Team members should rotate roles. Each person should have a chance doing teaching demo at the front of the room. Other team members should be circulating among the class, helping troubleshoot issues that the students are encountering.

Evaluation

  • (70 points) Base score.
  • (5 points) Team sends installation/data download instructions to the class at least 24 hours before their workshop.
  • (10 points) Tutorial workbook.
  • (10 points) Workshop is well-structured and leaves class with a useful first exposure to the topic.
  • (5 points) Team can knowledgeably respond to questions from the class.

Note that the workbook is the only part of the tutorial that can be revised. The rest of the requirements depend on preparing for and giving the workshop on the scheduled day. If the team is unprepared or outright misses the scheduled day, it cannot be made up.

Workbook

Your workshop should be accompanied by a workbook. The workbook should include things like package installation and data downloads. Packages should be installed using conda, not pip or other methods, unless you are demoing a package this is not available in a conda channel.

The workbook may include screenshots. Code should be included as text, not as a screenshot of a code editor! The workbook should also include links to documentation or learning resources related to your topic. These should be included in a reference section, but also consider including live links at appropriate points in the instructions.

I recommend that you construct your workbook in Markdown. You should export it to PDF and/or HTML. There are a number of converters that can do this, but a very easy one to use is RStudio, which you will also make use of in GUS 5162 and some of the PSM electives.

The workbook should have your names on it. This should be a document that you would feel comfortable posting publicly as a way to demonstrate your facility with these tools. It is also something that you would consider using to run a public workshop at a user conference or industry event.

Workshop

The workshop itself should be practical, and focused on accomplishing a particular outcome, which may be a data management outcome or an analytical outcome. Walk the students through steps to learn how to accomplish the goal. Examples should be clearly explained. Consider having a small number of additional exercises at the end, for which answers are not provided.
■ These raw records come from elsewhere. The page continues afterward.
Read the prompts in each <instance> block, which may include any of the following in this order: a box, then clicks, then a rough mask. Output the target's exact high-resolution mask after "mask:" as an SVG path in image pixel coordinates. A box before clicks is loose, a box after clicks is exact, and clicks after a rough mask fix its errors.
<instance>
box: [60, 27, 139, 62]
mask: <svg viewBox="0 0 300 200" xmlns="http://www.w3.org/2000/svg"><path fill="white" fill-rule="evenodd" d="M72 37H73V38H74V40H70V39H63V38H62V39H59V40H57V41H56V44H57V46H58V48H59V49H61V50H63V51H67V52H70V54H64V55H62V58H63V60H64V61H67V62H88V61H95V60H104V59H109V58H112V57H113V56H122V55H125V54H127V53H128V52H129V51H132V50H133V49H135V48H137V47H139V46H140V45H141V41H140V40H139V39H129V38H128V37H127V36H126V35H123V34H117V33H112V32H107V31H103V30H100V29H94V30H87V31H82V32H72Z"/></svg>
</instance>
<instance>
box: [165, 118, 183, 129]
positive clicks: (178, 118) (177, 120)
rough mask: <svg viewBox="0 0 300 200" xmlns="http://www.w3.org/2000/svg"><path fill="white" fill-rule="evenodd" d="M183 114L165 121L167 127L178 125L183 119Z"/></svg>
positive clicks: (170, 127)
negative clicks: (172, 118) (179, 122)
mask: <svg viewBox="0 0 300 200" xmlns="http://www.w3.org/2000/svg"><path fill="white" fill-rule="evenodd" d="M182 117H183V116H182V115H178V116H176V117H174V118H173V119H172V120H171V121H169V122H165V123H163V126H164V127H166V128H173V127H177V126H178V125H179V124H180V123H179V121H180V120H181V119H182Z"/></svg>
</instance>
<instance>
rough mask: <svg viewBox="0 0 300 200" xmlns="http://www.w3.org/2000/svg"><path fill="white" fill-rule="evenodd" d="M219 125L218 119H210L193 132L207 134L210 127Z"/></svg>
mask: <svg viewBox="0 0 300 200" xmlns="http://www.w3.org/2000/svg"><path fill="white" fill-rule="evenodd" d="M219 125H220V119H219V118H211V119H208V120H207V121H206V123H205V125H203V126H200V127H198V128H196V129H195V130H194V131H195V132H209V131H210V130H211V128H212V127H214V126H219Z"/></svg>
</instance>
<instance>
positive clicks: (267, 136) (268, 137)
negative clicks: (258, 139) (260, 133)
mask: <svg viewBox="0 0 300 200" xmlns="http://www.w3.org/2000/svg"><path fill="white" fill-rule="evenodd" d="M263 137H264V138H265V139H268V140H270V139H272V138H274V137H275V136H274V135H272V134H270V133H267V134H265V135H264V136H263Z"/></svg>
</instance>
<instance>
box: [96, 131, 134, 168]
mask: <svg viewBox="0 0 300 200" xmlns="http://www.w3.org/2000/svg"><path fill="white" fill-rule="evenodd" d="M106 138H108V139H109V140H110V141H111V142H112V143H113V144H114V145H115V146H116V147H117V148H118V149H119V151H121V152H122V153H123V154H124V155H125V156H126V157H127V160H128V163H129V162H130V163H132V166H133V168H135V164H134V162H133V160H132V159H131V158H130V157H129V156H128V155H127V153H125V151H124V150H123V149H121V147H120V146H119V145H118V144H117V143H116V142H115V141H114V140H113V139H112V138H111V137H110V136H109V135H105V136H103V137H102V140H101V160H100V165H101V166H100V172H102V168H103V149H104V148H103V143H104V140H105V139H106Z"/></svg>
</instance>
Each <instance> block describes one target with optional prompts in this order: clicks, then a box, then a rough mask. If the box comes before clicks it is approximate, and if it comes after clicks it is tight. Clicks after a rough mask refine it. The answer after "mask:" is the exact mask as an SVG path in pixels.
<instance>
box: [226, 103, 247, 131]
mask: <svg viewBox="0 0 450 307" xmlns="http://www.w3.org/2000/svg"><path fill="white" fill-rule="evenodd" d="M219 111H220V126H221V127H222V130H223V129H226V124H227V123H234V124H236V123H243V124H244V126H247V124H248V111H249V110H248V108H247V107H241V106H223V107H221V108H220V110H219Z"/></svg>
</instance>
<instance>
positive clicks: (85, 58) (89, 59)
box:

During the workshop itself, you should provide live demos or code walkthroughs. Then, as the students work through the workbook, you should circulate among the class, answering questions and helping troubleshoot. Bring the class back together at the end, perhaps showing the final intended result, or showing a further analysis or procedure that interested students could pursue on their own.

Deliverables

  • Slides (if any) or presentation outline. These should be provided to Prof. Hachadoorian approximately one week before the tutorial. Slides can be sent via email (PDF preferred) or shared as Google Slides.
  • Preparation Instructions. Send instructions to the class for anything that has to be downloaded or installed at least 48 hours prior to the workshop.
  • Workbook. This should probably be about 10 pages of text. With screenshots, code listings, and sources, it could easily be over 20. The exact length is a little difficult to predict ahead of time.